What do almost all of these cuts, closures and re-structures have in common? Almost all of them affect the support provided for people at critical points in their life, those who are vulnerable or who are facing big challenges.

And my list is just the tip of the iceberg.

We’ve also lost, 612 Sure Start Centres, 337 Libraries, 39 fire stations – and The Royal Mail, which was sold off to a handful of private investors in 2013 for about a third of its real value. As a country this is estimated to have cost us £180 million.

The mantra that’s been boomed out by the media, echoed through Council chambers, and relentlessly repeated by Conservative politicians is that the cuts were all necessary because of overspending by the previous administration. In reality the economic crisis faced by the UK was part of a global crisis, triggered by bankers’ greed – definitely not the fault of young, old, sick, disabled, unemployed or poor people of this country. But these groups are being hardest hit by nasty austerity policies.
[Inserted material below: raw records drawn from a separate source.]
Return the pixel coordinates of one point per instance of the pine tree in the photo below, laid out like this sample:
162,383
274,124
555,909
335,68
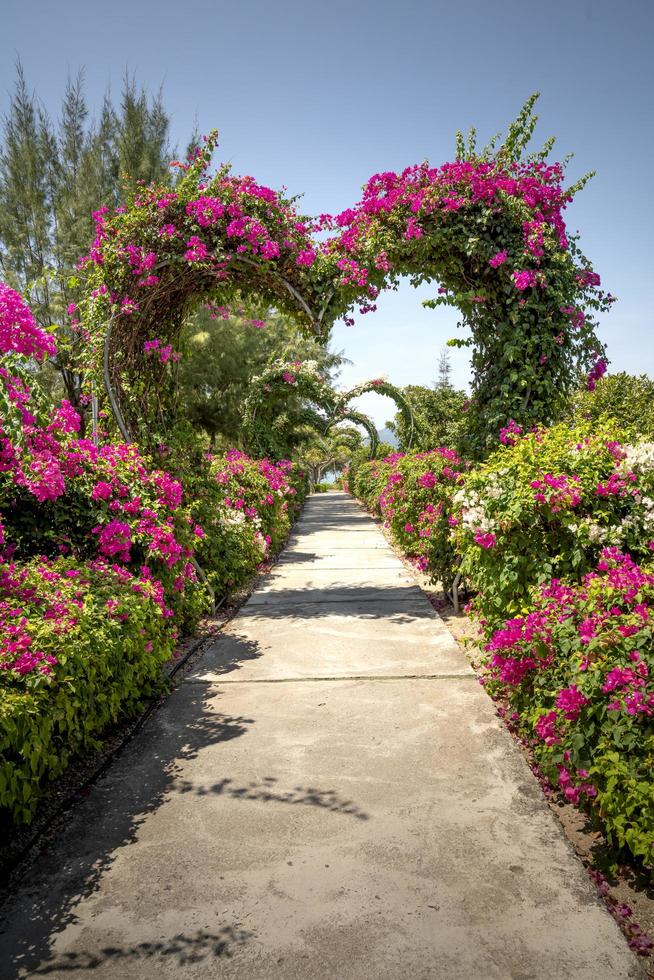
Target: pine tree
444,370
52,177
Who’s not being affected? Certainly not the 236,000 top-rate taxpayers who earn over £150,000 a year and who were given a 5% tax cut in 2012, nor those who’ve become billionaires, the number of whom has doubled in the last five years while the number of Britons living in poverty has increased to an estimated 14 million (conveniently the official statistics on poverty in the UK, covering the period when the majority of the cuts have come into force, won’t be released until June!). And not the bankers, whose unregulated practices are widely credited for causing the financial crisis. They’ve seen their pay rise a hundred times higher than that of public sector staff.

So despite what we’re told, we’re not ‘all in this together’.

When I head out to vote on Thursday, at the forefront of my mind will be the sort of society I want to be part of. I don’t want the country I live in to be one where over a million people a year are in need of emergency food aid, or where people die because of benefit sanctions, or where teachers have to provide coats for cold children, or where disabled people face residential care instead of independent life.

The last five years have been long and tough for many of us, but by no means for everyone. I understand the country’s faced tough times, but I don’t believe for a second that persecuting those who have least is how we create a better future for us all.